In der aktuellen Rechtsprechung wird die Aufklärungspflicht von Behandelnden, insbesondere im Kontext alternativmedizinischer Verfahren, zunehmend schärfer bewertet. Ein kürzlich ergangenes Urteil des BGHs verdeutlicht die Anforderungen, die an die Aufklärung von Patienten gestellt werden, wenn diese von der etablierten Schulmedizin abweichen.
Das Landgericht hatte erstinstanzlich festgestellt, dass der Beklagte den Kläger nicht ordnungsgemäß über die durchgeführte Ausleitungstherapie aufgeklärt hat. Gemäß § 630h Abs. 1 BGB ist eine Grundaufklärung erforderlich, die dem Patienten einen zutreffenden Eindruck von der Schwere des Eingriffs und den damit verbundenen Belastungen vermittelt. Diese Grundaufklärung umfasst nicht nur die Risiken des Eingriffs, sondern auch die schwersten in Betracht kommenden Risiken, die spezifisch mit dem Eingriff verbunden sind.
Die Rechtsprechung hat klargestellt, dass die Grundaufklärung nicht als vollständige Risikoaufklärung zu verstehen ist. Vielmehr muss sie dem Patienten eine allgemeine Vorstellung vom Schweregrad des Eingriffs und den damit verbundenen Belastungen für seine Lebensführung vermitteln. Dies ist besonders relevant, wenn es sich um alternativmedizinische Verfahren handelt, die in der Schulmedizin nicht anerkannt sind.
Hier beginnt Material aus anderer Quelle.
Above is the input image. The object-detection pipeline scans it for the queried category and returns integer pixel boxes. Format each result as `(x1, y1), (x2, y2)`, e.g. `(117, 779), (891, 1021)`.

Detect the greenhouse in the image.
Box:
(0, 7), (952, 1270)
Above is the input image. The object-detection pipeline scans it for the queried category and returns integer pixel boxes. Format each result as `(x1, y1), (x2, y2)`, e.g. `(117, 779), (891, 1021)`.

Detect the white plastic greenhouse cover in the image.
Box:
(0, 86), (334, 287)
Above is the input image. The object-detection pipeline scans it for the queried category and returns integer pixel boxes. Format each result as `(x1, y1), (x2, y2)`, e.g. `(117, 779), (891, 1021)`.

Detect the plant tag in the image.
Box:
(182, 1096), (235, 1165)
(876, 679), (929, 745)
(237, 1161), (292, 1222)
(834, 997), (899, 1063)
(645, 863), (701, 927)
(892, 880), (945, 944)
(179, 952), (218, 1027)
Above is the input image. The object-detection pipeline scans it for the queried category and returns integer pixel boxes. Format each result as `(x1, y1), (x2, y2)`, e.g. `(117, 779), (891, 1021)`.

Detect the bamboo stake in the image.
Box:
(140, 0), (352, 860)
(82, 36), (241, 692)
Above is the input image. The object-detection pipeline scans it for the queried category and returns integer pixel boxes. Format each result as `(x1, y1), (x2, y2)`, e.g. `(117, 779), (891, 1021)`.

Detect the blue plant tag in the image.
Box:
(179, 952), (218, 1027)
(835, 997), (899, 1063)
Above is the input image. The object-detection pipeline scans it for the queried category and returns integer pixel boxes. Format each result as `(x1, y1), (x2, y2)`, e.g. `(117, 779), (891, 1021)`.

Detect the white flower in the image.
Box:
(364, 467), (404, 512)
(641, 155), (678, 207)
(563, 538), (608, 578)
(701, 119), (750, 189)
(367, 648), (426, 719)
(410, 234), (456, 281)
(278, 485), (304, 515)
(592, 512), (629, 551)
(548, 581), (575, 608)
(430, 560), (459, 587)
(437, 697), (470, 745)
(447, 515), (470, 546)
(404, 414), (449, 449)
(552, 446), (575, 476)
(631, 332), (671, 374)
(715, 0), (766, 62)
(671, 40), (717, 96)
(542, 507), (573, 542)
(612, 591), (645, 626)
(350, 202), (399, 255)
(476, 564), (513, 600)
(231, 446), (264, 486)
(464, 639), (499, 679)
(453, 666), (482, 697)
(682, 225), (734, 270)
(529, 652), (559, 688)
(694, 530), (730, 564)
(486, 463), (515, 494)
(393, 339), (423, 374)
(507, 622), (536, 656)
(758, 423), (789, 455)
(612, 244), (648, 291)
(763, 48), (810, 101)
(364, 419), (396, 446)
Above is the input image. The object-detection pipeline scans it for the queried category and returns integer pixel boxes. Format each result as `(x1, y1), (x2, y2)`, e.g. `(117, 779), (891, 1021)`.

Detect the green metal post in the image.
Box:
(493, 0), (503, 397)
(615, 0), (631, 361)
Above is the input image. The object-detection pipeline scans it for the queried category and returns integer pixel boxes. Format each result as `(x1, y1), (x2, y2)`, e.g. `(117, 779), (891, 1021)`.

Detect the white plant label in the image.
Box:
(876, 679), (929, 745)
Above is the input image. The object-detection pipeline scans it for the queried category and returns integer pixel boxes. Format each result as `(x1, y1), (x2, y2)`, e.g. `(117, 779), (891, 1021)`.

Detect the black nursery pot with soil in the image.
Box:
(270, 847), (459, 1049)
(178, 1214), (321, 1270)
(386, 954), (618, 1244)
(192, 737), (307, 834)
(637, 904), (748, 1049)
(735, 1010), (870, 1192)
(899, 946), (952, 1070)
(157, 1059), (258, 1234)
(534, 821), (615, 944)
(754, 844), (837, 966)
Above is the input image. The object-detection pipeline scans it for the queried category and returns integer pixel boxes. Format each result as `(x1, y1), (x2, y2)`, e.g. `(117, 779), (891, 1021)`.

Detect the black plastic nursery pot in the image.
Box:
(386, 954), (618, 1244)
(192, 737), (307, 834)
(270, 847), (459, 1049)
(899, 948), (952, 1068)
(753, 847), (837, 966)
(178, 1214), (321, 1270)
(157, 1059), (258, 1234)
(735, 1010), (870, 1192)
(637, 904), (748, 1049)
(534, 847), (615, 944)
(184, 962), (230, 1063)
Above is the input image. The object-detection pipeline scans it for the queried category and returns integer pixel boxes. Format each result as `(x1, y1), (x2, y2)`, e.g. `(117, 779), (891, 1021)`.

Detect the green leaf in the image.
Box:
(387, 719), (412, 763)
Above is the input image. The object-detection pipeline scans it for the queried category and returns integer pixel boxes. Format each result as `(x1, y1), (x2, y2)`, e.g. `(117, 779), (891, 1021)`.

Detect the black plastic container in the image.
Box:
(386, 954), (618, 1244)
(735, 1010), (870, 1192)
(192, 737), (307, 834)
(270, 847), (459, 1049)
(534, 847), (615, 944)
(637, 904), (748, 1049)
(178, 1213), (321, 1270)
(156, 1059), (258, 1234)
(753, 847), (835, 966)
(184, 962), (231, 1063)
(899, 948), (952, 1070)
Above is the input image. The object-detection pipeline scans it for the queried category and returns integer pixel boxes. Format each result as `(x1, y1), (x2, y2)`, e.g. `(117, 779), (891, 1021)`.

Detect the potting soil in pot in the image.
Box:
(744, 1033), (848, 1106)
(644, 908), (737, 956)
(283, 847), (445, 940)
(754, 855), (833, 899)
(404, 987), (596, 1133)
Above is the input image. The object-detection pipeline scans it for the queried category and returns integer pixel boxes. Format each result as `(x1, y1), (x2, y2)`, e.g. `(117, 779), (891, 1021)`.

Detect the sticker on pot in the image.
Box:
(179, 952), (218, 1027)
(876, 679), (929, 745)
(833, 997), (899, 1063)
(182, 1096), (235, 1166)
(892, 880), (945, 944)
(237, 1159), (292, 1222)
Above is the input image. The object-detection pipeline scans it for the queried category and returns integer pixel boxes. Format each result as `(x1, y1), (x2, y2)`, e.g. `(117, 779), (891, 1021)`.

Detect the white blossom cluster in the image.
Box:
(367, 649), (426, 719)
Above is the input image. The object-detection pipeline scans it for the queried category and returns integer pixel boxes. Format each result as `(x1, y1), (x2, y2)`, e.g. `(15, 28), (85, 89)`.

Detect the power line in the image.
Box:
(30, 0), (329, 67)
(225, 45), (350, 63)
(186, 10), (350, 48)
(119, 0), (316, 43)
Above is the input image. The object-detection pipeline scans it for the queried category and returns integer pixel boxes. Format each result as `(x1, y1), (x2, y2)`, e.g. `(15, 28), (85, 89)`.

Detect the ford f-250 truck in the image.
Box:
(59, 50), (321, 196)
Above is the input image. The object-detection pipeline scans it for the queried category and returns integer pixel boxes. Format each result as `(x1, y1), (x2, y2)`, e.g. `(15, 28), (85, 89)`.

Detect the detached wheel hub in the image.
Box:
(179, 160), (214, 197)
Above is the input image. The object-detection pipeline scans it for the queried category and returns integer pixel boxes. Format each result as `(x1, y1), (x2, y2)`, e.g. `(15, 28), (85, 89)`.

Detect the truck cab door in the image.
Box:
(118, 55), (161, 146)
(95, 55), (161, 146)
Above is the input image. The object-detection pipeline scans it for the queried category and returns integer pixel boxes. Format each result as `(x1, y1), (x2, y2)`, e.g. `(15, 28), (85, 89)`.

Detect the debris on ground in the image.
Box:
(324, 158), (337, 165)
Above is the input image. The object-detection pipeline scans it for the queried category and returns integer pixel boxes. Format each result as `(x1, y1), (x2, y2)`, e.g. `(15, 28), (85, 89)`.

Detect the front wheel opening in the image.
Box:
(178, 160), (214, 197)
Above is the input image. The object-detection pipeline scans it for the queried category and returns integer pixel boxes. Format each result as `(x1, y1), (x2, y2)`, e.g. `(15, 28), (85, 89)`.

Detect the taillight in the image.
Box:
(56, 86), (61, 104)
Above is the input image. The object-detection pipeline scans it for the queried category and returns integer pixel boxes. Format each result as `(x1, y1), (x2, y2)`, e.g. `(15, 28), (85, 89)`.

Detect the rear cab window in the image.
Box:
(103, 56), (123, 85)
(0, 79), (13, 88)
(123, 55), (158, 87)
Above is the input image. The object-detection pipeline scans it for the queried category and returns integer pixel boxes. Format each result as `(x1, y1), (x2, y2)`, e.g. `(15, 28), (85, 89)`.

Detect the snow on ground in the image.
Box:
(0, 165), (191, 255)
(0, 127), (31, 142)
Die strengen Anforderungen an die Aufklärungspflicht gelten insbesondere für Behandlungen, die als Außenseitermethoden klassifiziert werden. Diese Methoden weichen von den allgemein anerkannten Regeln der Schulmedizin ab und sind häufig nicht nur nicht von den Krankenkassen anerkannt, sondern werden auch kritisch beurteilt. Bei der Anwendung solcher Verfahren, wie der Ausleitungstherapie oder dem „Provokationstest“, ist es unerlässlich, dass der Behandelnde den Patienten unmissverständlich darüber informiert, dass er von der Standardbehandlung abweicht.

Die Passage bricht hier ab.